Yes, there were some flirtations, but I wasn't interested. I really DID read a book in the spa. One guy noticed I was smiling while reading a John Grisham book, and said "Careful. People watching you might think that's an especially good book." I answered, "The book's not good, but it IS inadvertently funny. Actually, it's the jets. I've got some interesting ones here." He didn't know quite how to respond to that.
The view from the balcony outside my (third floor) room. Everybody spent a lot of time outside because cell phones didn't work in the rooms. At about 10 every night (or 9, I forget, the sound called us) we could watch the fireworks from one of the Disney kingdoms just beyond the trees.
Everything was horribly expensive. A bottle of water, soda, or iced tea was $2.50. One of the restaurants was like a fast-food place, with various stations for Chinese food, soup & salad, pizza, etc. A simple bowl of fish chowder was $7. The other place was fancier, and you could expect to pay a minimum of $25 for the simplest entree.
My biggest problem was that even at the fast-food place, you couldn't get anything small, all by itself, except maybe a piece of fruit. Everything came on a platter, with three or four other things, and it was simply too much food for me all at once, and mostly I wasn't going back to the room (where there was a refrigerator) so I couldn't doggie bag it. I ended up paying like $20 for a taco, AND rice and beans AND a slice of melon AND corn bread. I'd eat the taco and the melon and throw the rest away. Very annoying.
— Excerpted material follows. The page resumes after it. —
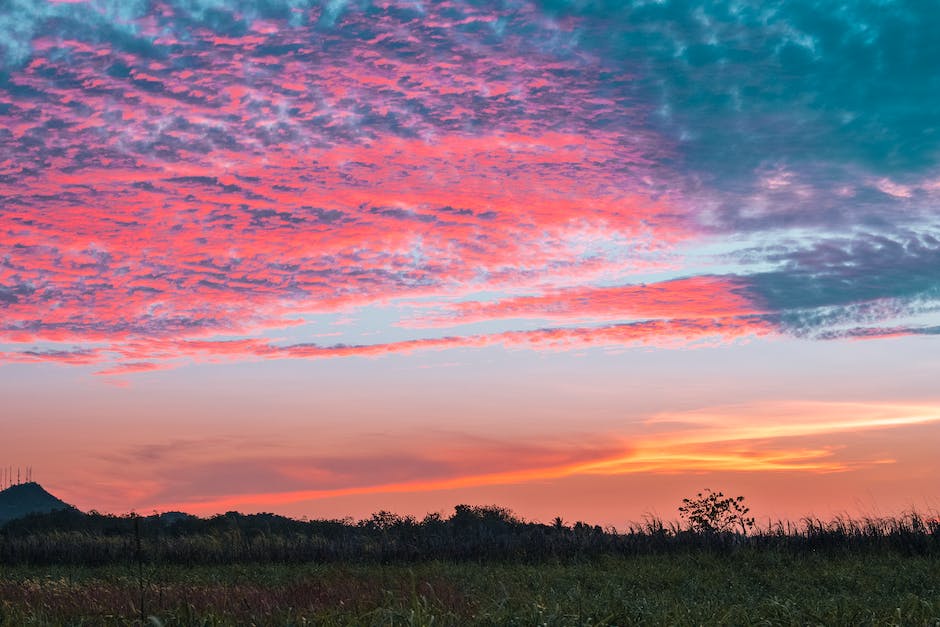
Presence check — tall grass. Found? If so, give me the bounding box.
[0,506,940,565]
At most Mensa gatherings, there's a hospitality room with loads of free food, and you can pretty much live on that - like subs and pizza and salads, and so on. This time, the hotel wouldn't let them bring in anything but snacks (and the only drinks allowed were coffee, tea, water, and Coke products). They had instant oatmeal packets in the morning (I scarfed up one of them every day for breakfast in my room the next morning), boiled eggs and raw cauliflower and broccoli at lunch time, and the rest was just snack stuff. And they had a LOT of that! You'd do fine if you could live on jelly beans, all kinds of candy and chocolate bars, cupcakes, pudding snacks, pretzels, potato chips, cheese crackers, granola bars, cheese puffs, pepperoni sticks, and on and on. The food committee did a fine job on snacks, given their constraints.
The first couple nights, when I walked back to my room in the dark and passed a woodsy spot, I enjoyed the frogs that would start up as I passed. There was a "baroom baroom" frog or two, several "threepit threepit" frogs, and many "treep treep" frogs. Then it occurred to me that there was something wrong. Frogs sing when no one is around. When you come close they stop. These frogs were silent when no one passed them, and started up when you got close. I tested it by sitting on a bench nearby and waiting for other people to pass. Yup. They got it backward. I forgot this was Disney. Fake frogs on motion-detectors!
But there were oodles of live unprogrammed wading birds, crickets, rabbits and lizards. I never heard any real frogs.
Next entry - the programs. The answer to the question, "What do Mensans do at a conference/convention/gathering?"
2 comments:
This fantastic - love the jets and the frogs especially. :) I can't wait to hear all about the rest of the conference!
Wow, only Disney would pipe in fake frogs!